Hmmm, if you are here to learn about ElasticSearch then you are at the right place. In this blog, we are going to discuss the basics of ElasticSearch, when to use it and what are the advantages of using it.
As per the official documentation:
Elasticsearch helps you to store vast volumes of data and can give your required data within milliseconds. It is because instead of searching for the text directly, it searches on an index. Your saved data is ready to be searched as soon as it is indexed, or we can say that in near real-time.
Basic Terms to help you around:
1) Fields: Fields are the smallest part of the Elasticsearch. Each field has a datatype and can hold a single piece of data. The field supports the basic data types like the Boolean, string, number, and also the advanced data types like the geodata, IP address, and many more. Examples of the fields are name, class, roll no, location, etc.
2) Documents: A document is the basic unit of the information that can be saved on the Elasticsearch. You can compare a document in Elasticsearch with a row in the relational database. In Elasticsearch, a document is stored in the JSON format. Each document has its unique id and you can assign the ID while adding the data into the ElasticSearch. If you are not proving the id, ElasticSearch will automatically provide A unique ID to each document.
3) Index: You can imagine the index in ElasticSearch as the database in the Relational Database system. An Index contains the documents that have similar characteristics or are logically related to each other. If we take an example of an eCommerce website, there will be one index for products, one for customer records and one for orders, and so on.
4) Type: Type is the logical partitions of the index. In RDBMS, you can refer it to the table. For example, you can have an index like a blog, inside the blog index, you can have types like the user type, article type, comment type, etc. In earlier versions, the _type field was combined with the document’s _id to generate a _uid field, so documents of different types with the same _id could exist in a single index. In the ElasticSearch 7.0, this has been removed.
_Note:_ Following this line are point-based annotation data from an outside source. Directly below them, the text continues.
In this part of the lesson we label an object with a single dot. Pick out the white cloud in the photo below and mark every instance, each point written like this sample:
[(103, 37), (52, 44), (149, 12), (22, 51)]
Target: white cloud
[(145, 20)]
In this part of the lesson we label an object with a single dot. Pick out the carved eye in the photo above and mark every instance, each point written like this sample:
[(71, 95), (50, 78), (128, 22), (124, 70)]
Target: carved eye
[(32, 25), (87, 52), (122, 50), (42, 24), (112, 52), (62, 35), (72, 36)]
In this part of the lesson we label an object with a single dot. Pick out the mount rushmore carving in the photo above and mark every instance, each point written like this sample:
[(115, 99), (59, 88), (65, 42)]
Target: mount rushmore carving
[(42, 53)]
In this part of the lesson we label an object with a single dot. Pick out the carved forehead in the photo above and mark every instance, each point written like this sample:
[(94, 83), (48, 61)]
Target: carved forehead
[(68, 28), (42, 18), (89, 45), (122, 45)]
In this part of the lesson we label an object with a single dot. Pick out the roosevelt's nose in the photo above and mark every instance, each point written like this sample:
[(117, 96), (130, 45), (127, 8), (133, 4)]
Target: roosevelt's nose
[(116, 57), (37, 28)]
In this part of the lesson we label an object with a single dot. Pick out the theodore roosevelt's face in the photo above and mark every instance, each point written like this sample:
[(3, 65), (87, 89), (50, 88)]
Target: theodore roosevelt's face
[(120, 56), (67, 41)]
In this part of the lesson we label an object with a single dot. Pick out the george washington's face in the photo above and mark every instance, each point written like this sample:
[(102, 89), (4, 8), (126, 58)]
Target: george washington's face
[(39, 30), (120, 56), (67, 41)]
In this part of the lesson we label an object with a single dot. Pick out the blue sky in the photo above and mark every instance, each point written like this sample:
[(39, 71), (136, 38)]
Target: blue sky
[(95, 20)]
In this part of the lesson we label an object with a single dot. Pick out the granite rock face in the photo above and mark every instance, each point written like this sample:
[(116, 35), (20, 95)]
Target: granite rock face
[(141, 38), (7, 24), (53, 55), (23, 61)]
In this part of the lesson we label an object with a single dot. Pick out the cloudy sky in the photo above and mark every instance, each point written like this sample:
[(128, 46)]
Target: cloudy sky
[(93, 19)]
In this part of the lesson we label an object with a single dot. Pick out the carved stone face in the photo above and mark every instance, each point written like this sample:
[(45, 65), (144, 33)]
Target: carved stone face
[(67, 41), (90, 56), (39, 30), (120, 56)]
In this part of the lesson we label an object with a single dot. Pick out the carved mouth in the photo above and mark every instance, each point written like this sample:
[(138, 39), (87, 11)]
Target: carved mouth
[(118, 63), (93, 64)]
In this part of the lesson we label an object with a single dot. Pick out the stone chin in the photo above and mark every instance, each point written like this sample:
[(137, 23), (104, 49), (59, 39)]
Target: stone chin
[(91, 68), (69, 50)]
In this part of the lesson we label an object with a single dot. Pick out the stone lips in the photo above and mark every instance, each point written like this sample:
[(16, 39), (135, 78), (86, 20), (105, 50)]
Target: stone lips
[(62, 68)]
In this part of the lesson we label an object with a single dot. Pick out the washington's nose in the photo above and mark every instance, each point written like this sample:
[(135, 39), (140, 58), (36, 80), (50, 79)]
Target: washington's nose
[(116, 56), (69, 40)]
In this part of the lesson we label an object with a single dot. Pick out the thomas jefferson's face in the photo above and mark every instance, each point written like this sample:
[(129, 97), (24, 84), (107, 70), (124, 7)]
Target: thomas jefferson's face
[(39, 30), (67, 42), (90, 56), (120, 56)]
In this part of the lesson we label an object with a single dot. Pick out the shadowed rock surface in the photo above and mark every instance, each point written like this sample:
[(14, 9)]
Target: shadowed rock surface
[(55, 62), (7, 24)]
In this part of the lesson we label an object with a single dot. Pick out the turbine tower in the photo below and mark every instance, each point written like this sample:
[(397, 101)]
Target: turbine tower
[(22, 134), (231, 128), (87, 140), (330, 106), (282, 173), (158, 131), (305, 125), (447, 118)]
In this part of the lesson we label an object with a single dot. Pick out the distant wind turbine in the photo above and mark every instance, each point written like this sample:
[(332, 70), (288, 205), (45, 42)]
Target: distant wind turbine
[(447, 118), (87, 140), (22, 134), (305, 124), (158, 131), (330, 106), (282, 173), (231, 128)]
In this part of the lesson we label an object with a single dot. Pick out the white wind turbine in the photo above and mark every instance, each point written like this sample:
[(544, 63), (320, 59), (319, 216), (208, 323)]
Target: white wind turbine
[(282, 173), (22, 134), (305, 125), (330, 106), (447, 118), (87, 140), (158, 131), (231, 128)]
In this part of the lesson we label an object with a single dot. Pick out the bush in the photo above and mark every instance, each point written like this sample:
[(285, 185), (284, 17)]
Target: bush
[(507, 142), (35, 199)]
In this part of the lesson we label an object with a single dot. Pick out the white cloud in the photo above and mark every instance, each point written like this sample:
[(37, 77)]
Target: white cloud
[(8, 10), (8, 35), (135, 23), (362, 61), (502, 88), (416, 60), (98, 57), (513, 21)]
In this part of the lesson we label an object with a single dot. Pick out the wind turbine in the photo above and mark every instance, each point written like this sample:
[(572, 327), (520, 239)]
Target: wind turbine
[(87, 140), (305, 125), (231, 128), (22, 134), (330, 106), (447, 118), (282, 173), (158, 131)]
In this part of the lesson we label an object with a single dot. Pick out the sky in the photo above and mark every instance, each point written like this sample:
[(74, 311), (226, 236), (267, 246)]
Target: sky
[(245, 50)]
We will discuss why this has been removed in the upcoming tutorials.
5) Indices: Indices are plural of index. If we have more than one index, then we refer to them as indices.
6) Shards: All the data is saved on the shards. In order to manage data in ElasticSearch, we divide the data into shards. A shard of ElasticSearch represents an index in the Apache Lucene. The max limit of documents in an Apache Lucene index is 2,147,483,519. When you index your data in Elasticsearch, it automatically distributes the data into multiple Lucene indexes. Shards can also help in the performance as if we have multiple shards in different nodes, we can query for the data parallelly in multiple shards rather than a single shard.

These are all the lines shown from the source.